Mengenal dan Memahami Budaya Indonesia, upacara adat, pelet, wayang, mitos dan legenda, rumah adat, pakaian adat, Asal Usul Sejarah Borobudur, Nenek Moyang, Tari Rumah Adat, Hindu, Budha, Islam, Majapahit, Merah Delima, Pusaka, Pocong, Kuntilanak, Nyi Roro Kidul

Monday, May 6, 2013

Wayang Golek, Teater Boneka Dari Pasundan


Seperti yang kita tahu bersama bahwa seni budaya wayang di Nusantara ini begitu banyak variannya dari mulai wayang kulit, wayang beber, wayang thithi, wayang suket, wayang golek, wayang potehi sampai wayang orang.

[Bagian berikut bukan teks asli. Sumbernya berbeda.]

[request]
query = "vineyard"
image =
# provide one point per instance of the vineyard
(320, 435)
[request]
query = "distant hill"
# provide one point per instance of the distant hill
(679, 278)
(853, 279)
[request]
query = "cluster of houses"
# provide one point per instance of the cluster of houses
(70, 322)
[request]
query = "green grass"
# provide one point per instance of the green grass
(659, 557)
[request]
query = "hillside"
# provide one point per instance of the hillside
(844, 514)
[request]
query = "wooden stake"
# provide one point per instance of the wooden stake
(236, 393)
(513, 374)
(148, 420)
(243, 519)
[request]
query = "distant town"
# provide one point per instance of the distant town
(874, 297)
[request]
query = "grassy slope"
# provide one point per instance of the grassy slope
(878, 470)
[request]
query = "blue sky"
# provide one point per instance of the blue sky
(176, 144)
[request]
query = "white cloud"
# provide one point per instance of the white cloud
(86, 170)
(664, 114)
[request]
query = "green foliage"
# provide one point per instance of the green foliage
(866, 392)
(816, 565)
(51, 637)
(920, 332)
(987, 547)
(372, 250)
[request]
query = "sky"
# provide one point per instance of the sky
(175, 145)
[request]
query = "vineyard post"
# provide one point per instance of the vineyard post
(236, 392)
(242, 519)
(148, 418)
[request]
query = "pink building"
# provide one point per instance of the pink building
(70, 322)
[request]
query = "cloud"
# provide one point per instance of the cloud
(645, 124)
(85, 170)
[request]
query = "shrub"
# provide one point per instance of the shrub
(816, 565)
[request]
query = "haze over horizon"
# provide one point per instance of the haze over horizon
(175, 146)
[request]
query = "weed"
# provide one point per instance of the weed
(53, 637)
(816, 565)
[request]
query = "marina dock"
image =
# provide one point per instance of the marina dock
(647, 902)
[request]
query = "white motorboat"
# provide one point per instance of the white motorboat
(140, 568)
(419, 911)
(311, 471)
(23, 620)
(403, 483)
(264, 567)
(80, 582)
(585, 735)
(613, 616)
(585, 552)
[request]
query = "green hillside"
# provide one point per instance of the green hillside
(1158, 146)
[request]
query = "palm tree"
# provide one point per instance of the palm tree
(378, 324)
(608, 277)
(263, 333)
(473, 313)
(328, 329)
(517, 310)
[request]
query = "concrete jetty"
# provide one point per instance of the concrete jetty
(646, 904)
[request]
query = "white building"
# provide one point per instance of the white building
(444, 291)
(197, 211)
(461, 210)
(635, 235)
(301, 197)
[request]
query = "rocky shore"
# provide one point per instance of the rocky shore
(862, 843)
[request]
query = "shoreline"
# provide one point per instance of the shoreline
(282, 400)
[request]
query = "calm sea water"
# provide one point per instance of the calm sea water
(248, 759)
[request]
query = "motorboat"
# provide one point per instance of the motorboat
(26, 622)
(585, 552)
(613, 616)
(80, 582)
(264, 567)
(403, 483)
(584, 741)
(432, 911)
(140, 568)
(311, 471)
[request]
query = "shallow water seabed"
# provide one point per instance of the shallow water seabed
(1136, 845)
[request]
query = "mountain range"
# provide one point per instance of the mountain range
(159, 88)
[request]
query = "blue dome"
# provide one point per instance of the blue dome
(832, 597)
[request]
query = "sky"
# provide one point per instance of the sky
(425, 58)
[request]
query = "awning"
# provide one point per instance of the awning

Dari sekian banyak varian wayang ini akan mencoba sedikit membahas ihwal satu jenis wayang yang berasal dari tatar Pasundan. Wayang golek, begitu seni budaya ini lebih dikenal. Sebenarnya wayang golek pun terbagi dalam dua sub genre yakni wayang golek cepak yang berkembang di tempat pesisir Cirebon dan wayang golek purwa yang lazim berpentas di tempat Pasundan.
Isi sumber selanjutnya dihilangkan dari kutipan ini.